I've had a similar experience when I used a Linksys gaming adapter to connect another DVR into my home network. It wouldn't drop the connection every night, but about once a week I would have to reset the gaming adapter and then tell all the devices connected to it to grab IP addresses again.

I think it's because while in theory, a gaming adapter can be used for this purpose. It's not what it's designed for. What I ended up doing was using a Linksys WAP54G in bridge mode and that kept the connection from dropping. Since then I've upgraded to a D-Link WAP-1555 since I have multiple devices in my home theater now and it's works without a hitch and even allows me to stream HD content to my Xbox 360.


----------



## ZBoomer (Feb 21, 2008)

I had the same problem using a wireless bridge; they just don't work good for this. I bought some $25 Airlink-101 homeplug powerline adapters are fry's (one at the router location, one at the DVR), and now it's 100% reliable.

I don't use the DVR's built-in homeplug, it doesn't make it past my power strip and I don't want to plug directly in the wall.


----------



## geoinacton (Jun 17, 2006)

DustoMan said:


> I've had a similar experience when I used a Linksys gaming adapter to connect another DVR into my home network. It wouldn't drop the connection every night, but about once a week I would have to reset the gaming adapter and then tell all the devices connected to it to grab IP addresses again.
> 
> I think it's because while in theory, a gaming adapter can be used for this purpose. It's not what it's designed for. What I ended up doing was using a Linksys WAP54G in bridge mode and that kept the connection from dropping. Since then I've upgraded to a D-Link WAP-1555 since I have multiple devices in my home theater now and it's works without a hitch and even allows me to stream HD content to my Xbox 360.


Interestingly enough, I can take the Belkin gaming adapter, unplug it from the VIP722 and plug it into a laptop and whatever the laptop does causes it to connect right away. I think it's something Dish could correct with a software update.


----------



## geoinacton (Jun 17, 2006)

ZBoomer said:


> I had the same problem using a wireless bridge; they just don't work good for this. I bought some $25 Airlink-101 homeplug powerline adapters are fry's (one at the router location, one at the DVR), and now it's 100% reliable.
> 
> I don't use the DVR's built-in homeplug, it doesn't make it past my power strip and I don't want to plug directly in the wall.

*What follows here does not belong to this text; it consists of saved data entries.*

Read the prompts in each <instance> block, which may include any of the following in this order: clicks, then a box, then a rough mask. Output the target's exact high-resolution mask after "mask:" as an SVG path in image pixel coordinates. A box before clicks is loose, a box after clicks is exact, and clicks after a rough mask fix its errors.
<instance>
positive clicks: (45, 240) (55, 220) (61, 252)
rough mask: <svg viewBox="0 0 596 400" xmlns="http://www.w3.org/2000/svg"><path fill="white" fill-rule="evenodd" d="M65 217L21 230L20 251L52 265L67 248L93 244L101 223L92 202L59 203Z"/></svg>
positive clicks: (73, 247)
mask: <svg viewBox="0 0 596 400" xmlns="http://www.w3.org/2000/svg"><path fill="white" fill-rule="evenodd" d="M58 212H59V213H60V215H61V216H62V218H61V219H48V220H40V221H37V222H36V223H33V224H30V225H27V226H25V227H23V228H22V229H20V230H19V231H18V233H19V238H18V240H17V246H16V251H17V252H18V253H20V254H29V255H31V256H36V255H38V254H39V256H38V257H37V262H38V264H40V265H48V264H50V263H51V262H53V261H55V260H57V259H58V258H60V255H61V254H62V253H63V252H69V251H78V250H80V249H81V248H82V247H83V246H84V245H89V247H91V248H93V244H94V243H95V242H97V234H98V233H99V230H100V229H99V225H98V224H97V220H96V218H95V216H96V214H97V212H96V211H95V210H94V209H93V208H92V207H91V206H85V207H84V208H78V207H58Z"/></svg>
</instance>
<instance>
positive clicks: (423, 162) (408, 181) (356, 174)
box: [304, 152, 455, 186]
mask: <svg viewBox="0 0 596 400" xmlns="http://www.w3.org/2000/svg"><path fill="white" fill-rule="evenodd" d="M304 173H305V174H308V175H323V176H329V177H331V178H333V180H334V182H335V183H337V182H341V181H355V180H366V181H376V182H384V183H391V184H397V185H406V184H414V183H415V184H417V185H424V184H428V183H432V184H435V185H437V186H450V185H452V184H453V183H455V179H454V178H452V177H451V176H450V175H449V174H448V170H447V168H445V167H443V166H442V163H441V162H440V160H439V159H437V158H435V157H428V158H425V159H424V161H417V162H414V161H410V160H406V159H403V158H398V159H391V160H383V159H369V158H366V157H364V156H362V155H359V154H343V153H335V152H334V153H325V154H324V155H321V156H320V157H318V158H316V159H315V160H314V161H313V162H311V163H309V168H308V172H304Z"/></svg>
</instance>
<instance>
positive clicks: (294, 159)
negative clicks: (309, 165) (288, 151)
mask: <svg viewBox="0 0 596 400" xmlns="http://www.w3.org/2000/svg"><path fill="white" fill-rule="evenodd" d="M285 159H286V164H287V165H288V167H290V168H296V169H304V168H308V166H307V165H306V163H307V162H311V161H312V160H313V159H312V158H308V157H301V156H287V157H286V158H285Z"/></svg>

Good suggestion. I'll try the homeplug powerline adapter.


----------



## jkane (Oct 12, 2007)

Not sure if you tried this. The wireless bridge is not a direct device. It does not serve out the dhcp address, it bridges the traffic to the new device. The problem is likely with your router, or whatever you use to supply the addresses. I have a linksys/cisco router, and it gets something corrupt in it from time to time. It will stop renewing an IP to some device, but all others work OK. A power off and on of the router fixes this. Have you recycled your router / WAP?


----------



## fletch00 (Jan 16, 2008)

geoinacton said:


> Interestingly enough, I can take the Belkin gaming adapter, unplug it from the VIP722 and plug it into a laptop and whatever the laptop does causes it to connect right away. I think it's something Dish could correct with a software update.


I am seeing the same thing - I reset the VIP722 DHCP and it gets an IP from my dlink router, but no DNS (0.0.0.0 is what's reported)
I unplug the connection from the VIP722 and into my laptop and it gets DHCP IP and DNS and I can browse to google.com etc...
Looks like a 722 bug - I've only seen this 588 message in the last couple weeks.

thanks


----------



## Stewart Vernon (Jan 7, 2005)

fletch00 said:


> I am seeing the same thing - I reset the VIP722 DHCP and it gets an IP from my dlink router, but no DNS (0.0.0.0 is what's reported)
> I unplug the connection from the VIP722 and into my laptop and it gets DHCP IP and DNS and I can browse to google.com etc...
> Looks like a 722 bug - I've only seen this 588 message in the last couple weeks.
> 
> thanks


Usually when you see this (IP but no DNS) it means you didn't really get an IP address and the receiver (like all network interfaces) just assigns itself a fake one. When you see 0.0.0.0 for the DNS, what is the IP the receiver says it has? That will let us know if what I just said is true.


----------



## fletch00 (Jan 16, 2008)

So the IP it shows is 192.168.0.104 and its valid - I can ping it from another computer on the home network.
I had a constant ping going once per second and unplugged the VIP722 ethernet - the ping replies immediately stopped, until I plugged it back in - proving it was the 192.168.0.104 device.
It _should_ be getting the DLink DNS passthrough address 192.168.0.1, but its not.
I've tried resetting the DLink, and the resetting the DHCP via the VIP722 menu, and even rebooting the VIP 722 - still "no connection" - probably because it can not contact the mother ship without DNS.

thanks for any tips


----------



## phrelin (Jan 18, 2007)

The mothership is not up so far today, see Check Your Broadband Connection - Again .


----------



## Stewart Vernon (Jan 7, 2005)

I haven't checked my receivers (I guess I should go do that) but this is starting to sound like a Dish network server problem rather than one on your (perhaps mine too) end.


----------



## tnsprin (Mar 16, 2003)

HDMe said:


> I haven't checked my receivers (I guess I should go do that) but this is starting to sound like a Dish network server problem rather than one on your (perhaps mine too) end.


That would be a seperate problem.

Since the receiver does connection by site name, not ip address, it must have a DNS assigned.


----------



## Corr Performance (Jan 5, 2009)

So if I'm connected now, what I can I do with this? I tried searching for it through the network in the house but i cant find it. Is this connection just for DISH and nothing else?


----------



## geoinacton (Jun 17, 2006)

The DVR uses the connection for downloadable movies and you can order pay-per-view movies without a phone connection to it.


----------